I get it.  I know I’m lucky to have a job, or at least I’m lucky to have a paycheck and some benefits, paltry though they may be.  I don’t, however, think I’m so lucky to work in a place that’s likely going to cause me to wind up in a mental institution.  I don’t think it’s lucky that in spite of doing a lot more work I haven’t had a raise in four years.  I don’t think that’s lucky at all.

I’ve been in a support position for about ten years now, and I’ve reached the point where I’m rather desperately wishing life gave you do-overs.   I’d do it over and go to school for something else.  I have no idea what, just not something that would land me where I’m at now.   Unfortunately life doesn’t give you do-overs, so here I am. 

So, here’s my little bloggy about all of the things at work (past jobs and present hell hole included) that drive me nuts, push me to my breaking point, and make me faithfully buy a lottery ticket every week.  I’m hopeful that if you’re in a similar position we can commiserate some.  Misery loves company, right?  Or, if you’re in a position where you have support staff, I sincerely hope you’ll learn some things.  You really don’t want to be the object of this much silent animosity. 

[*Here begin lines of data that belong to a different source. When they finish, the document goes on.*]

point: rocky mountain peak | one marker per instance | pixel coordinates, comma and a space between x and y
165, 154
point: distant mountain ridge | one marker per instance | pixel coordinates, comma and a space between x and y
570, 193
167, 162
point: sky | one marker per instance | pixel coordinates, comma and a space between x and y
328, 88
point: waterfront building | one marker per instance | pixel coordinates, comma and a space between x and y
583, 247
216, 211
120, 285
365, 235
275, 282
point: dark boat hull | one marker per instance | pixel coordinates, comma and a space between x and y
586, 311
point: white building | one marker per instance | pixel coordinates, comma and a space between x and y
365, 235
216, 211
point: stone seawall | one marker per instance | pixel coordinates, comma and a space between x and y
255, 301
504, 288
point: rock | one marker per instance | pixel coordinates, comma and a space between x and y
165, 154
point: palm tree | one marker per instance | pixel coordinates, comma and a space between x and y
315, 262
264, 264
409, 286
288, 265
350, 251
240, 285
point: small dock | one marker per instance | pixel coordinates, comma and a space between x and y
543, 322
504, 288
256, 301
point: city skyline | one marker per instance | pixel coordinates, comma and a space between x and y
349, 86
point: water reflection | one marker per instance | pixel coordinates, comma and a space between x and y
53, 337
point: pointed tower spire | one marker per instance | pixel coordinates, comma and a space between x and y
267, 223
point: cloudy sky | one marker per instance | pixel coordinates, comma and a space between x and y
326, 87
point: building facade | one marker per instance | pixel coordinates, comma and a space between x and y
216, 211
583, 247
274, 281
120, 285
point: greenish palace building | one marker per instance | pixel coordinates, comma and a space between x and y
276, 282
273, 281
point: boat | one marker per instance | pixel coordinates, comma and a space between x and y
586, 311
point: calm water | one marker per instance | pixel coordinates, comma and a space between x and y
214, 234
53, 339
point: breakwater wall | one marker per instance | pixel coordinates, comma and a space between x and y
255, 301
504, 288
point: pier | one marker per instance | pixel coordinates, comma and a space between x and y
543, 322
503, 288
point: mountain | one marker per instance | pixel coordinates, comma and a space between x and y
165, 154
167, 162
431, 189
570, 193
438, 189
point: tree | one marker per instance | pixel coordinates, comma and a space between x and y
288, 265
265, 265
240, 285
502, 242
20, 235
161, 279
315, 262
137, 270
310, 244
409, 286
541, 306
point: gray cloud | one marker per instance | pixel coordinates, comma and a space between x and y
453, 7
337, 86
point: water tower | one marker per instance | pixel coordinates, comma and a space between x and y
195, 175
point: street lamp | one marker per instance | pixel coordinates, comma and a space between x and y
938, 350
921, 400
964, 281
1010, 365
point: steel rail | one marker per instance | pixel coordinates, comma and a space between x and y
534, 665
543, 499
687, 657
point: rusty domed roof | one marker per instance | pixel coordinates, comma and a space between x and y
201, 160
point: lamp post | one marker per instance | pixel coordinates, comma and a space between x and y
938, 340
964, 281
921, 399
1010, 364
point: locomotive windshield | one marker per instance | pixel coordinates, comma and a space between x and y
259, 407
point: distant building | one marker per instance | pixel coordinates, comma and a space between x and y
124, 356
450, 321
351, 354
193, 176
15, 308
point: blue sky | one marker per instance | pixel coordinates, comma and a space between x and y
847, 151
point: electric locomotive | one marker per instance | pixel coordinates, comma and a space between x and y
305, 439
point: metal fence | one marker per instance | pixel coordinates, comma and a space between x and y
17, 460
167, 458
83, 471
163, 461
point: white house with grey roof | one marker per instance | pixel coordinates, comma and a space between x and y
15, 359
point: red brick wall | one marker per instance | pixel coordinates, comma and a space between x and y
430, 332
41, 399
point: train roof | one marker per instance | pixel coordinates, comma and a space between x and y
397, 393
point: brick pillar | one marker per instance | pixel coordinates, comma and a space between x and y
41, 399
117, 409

So, for the first tale of an angry admin we’ll start with being a mystical being capable of rare and mysterious feats such as adding paper to the copier, picking up documents off of the fax and printer, and the highly specialized skill of being able to walk to another department within the building.

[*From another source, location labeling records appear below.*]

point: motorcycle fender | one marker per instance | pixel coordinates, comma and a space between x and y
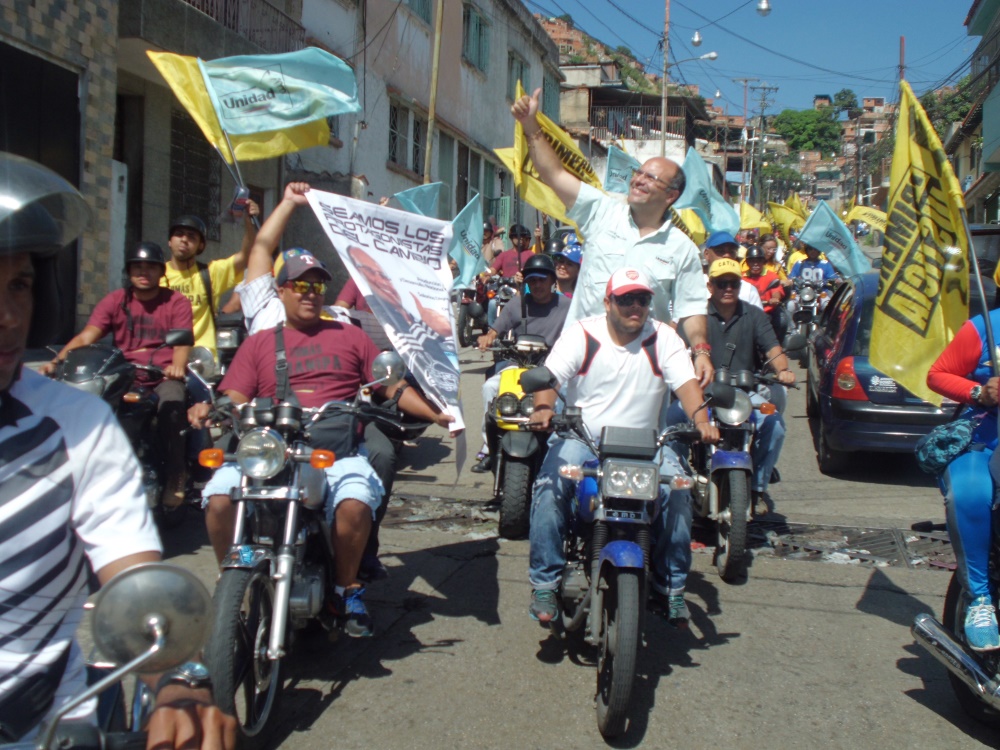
622, 554
722, 460
520, 444
248, 557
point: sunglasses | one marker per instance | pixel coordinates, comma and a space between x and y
304, 287
642, 299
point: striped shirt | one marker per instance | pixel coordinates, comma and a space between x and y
70, 493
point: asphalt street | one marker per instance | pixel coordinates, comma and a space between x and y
803, 654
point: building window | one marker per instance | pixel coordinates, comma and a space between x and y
195, 186
475, 38
550, 96
517, 70
422, 8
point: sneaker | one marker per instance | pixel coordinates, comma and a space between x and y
483, 463
677, 611
981, 625
543, 607
352, 614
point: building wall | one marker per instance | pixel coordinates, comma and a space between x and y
81, 37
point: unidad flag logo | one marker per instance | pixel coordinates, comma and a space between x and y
923, 294
824, 230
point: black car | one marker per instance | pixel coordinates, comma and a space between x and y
856, 407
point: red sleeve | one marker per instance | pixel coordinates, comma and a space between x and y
949, 375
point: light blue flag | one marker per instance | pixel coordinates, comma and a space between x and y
715, 212
260, 93
824, 230
618, 172
467, 243
423, 199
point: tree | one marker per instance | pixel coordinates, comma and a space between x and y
808, 129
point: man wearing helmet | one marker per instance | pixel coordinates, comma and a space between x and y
205, 283
72, 491
139, 317
546, 313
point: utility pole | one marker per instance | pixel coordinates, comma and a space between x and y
743, 156
764, 91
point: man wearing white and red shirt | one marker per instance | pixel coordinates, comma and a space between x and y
617, 368
138, 318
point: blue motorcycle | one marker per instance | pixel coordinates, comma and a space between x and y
604, 584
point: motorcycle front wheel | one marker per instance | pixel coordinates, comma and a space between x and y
954, 622
618, 649
515, 504
731, 548
246, 684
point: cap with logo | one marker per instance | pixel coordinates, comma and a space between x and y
626, 280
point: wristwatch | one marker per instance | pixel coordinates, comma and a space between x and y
191, 674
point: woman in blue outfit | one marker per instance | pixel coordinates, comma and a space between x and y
963, 373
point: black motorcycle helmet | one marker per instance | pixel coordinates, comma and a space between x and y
539, 262
146, 251
190, 221
40, 214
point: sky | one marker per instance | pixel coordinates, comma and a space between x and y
828, 45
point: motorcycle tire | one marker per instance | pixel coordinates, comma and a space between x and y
515, 502
953, 620
731, 548
246, 684
618, 649
464, 325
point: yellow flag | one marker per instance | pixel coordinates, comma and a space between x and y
867, 214
923, 289
185, 79
785, 218
751, 218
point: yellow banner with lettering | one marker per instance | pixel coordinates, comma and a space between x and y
923, 295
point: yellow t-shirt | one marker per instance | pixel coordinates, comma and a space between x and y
222, 274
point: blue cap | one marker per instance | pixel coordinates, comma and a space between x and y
720, 238
573, 253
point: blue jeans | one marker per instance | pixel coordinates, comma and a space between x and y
552, 506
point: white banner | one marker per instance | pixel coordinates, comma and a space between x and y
399, 261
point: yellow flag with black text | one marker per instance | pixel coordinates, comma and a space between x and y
923, 291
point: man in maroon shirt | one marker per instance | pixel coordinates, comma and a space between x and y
327, 361
138, 318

Rare and Mysterious Skills

Let me start off by saying that every place I’ve ever worked in this capacity has never added support staff positions at the rate they add “higher up” positions.  They’ll add multiple “higher up” positions without adding so much as a single part time support staff position.  Sometimes they even eliminate a support staff position in the process of adding more “higher up” positions.  It’s always “understood” that because of this the higher-ups will be responsible for doing a little more of their own clerical or support work.  Of course, it’s never understood by the higher-ups themselves.  No, they keep right on calling you down the hallway to go pick up something off of the printer for them, or pulling you off an urgent phone call you’re making on behalf of another higher-up to walk something to another department. 

This is especially annoying to me when the person who can’t walk across the hall to another department to drop their own paperwork off likes to tell you how athletic they are.  Umm, really?  Even with my life-lifelong love affair with carbohydrates I can walk across the hall.  I would assume that a highly educated, very athletic person would be able to as well.

Let’s not forget the rare and mysterious skill of being able to find all misplaced items.  That client file that you alone have had for six months and is buried somewhere in the pigsty you call your office?  Sure I can put my hands on it, from the other end of the office.  We wouldn’t want you to stress yourself by actually opening your filing cabinets, or moving some of the debris on your desk.  Of course not.  It’s much easier to get on the intercom asking me where it is.

Then there’s the rare and mysterious skill of being able to add paper to the copier.  It’s harder than it looks, you know.  And it’s not like the “add paper” light flashing gives you any clue what you might need to do.  Of course, even if you do figure it out, it’s not like you can find the paper that’s sitting right next to the copier.  No, you need to start frantically yelling for the one support person, who is across the hall delivering someone else’s paperwork to another department that “something’s wrong with the copier”. 

So what about you?  Do you have any rare and mysterious skills like these?